The big picture is that the L.I.S. 2 Indicator from VL System packs in more for less price. The bottom line is that the software and driver installation package could use some work.

Our thanks to VL Systems for
their support of this and many other sites.

Highs

  • Configurable
  • Programmmable
  • System Information Display without a monitor
  • Fan Controller

Lows

  • Some software issues
  • GUI is a tad clunky

Scores Breakdown
Attribute Score Comments
Bonus items & software 8.5 GUI is extensive but could be a bit more user friendly. Some software installation issues.
Design & layout 9 Solid construction.
Documentation 7.5 A good starter manual but lacks a little in the finish.
Features & options 9.5 An VFD/LCD display unit/fan controller/alarm clock/and a whole bunch more all in one.
Fine-tuning features 9 Extensive programming and configuration.
Modding possibilities 8 Think about it. Take it apart. Change the glass color. Paint the frame. Would have been better if supplied with different lens filters for color changes.
Performance & stability 7.5 The Silverstone SST-FP54 VFD display was easier to set up and did not have any software installation issues. The SST-VFD is nowhere near as extensive for display capabilities mind you.
Presentation 9.5 VERY well packed for shipping.
Price / value 8.5 Has longevity. It’s a luxury item at just shy of $100 USD but great bang for the buck.
Total score 77/90 85.6%

Comments

  1. Shorty
    Shorty That's quite damn funky.. :cool:

    Nice review mate :)
  2. MediaMan
    MediaMan Thank you Mr.

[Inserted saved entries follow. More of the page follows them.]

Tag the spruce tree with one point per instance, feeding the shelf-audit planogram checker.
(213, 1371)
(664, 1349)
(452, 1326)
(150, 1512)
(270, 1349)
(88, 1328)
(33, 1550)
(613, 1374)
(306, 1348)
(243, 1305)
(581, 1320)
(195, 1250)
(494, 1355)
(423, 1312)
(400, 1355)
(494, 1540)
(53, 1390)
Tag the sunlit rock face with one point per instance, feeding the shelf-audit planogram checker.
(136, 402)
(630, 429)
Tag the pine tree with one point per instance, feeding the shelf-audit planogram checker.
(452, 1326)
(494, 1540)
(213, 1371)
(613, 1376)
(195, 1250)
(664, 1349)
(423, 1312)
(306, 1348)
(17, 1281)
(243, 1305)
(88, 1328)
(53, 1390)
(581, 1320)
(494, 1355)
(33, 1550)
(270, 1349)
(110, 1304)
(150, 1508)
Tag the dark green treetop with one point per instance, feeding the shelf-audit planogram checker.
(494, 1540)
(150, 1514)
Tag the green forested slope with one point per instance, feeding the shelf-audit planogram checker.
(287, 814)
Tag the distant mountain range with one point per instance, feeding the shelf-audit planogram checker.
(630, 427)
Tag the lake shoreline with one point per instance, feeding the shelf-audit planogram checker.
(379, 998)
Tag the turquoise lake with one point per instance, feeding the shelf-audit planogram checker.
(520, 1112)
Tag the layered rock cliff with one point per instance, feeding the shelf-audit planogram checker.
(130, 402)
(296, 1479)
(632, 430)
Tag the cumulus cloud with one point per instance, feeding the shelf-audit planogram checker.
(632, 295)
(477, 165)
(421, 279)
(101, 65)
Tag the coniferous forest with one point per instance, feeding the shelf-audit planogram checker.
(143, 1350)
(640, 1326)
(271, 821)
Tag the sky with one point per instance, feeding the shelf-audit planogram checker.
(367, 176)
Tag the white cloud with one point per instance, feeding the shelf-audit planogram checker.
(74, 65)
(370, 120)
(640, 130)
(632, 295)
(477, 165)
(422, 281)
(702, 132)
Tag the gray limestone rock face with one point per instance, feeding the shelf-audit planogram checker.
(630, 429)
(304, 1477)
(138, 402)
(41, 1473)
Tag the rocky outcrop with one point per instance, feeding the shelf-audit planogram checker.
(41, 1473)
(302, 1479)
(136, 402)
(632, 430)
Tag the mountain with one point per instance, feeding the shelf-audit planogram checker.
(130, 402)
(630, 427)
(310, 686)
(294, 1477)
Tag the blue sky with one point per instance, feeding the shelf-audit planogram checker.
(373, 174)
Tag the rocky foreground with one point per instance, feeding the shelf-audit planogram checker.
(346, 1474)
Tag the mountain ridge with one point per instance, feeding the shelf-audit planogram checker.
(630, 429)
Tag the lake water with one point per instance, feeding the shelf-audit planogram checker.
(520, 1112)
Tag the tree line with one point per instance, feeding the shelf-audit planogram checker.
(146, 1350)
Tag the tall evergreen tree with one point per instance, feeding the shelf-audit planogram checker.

Shorty sir. :)
  3. Gargoyle
    Gargoyle Neat toy and a neat review. Thanks MM!
  4. Unregistered
    Unregistered One thing missing from all these displays - I would like to be able to send a message to it from a VB program or script. Also, from your review I did not see how to display a message by reading a file, maybe I missed something. Otherwise thanks for the great review. - Dan
  5. petryuno1
    petryuno1
    One thing missing from all these displays - I would like to be able to send a message to it from a VB program or script. Also, from your review I did not see how to display a message by reading a file, maybe I missed something. Otherwise thanks for the great review. - Dan

    Hi. I recently purchased the L.I.S. 2 display and I read your post, actually you can send a message to the LIS2 from a VB program (if what u meant by that is using the VB prgm to change what the LIS displays). if you go into the directory u installed LIS control center in (probably c:\program files\L.I.Scontrol center) and u look at the file called AutoUser.ini it holds all the values for what u programmed the LIS to say in it. so u could simply open that file in a VB prgm and edit it. then when the file is edited and saved, the LIS will automatically load the updated file. hope this helps. :)
  6. max
    max I just digged out the good old display! does anybody still got the drivers for it?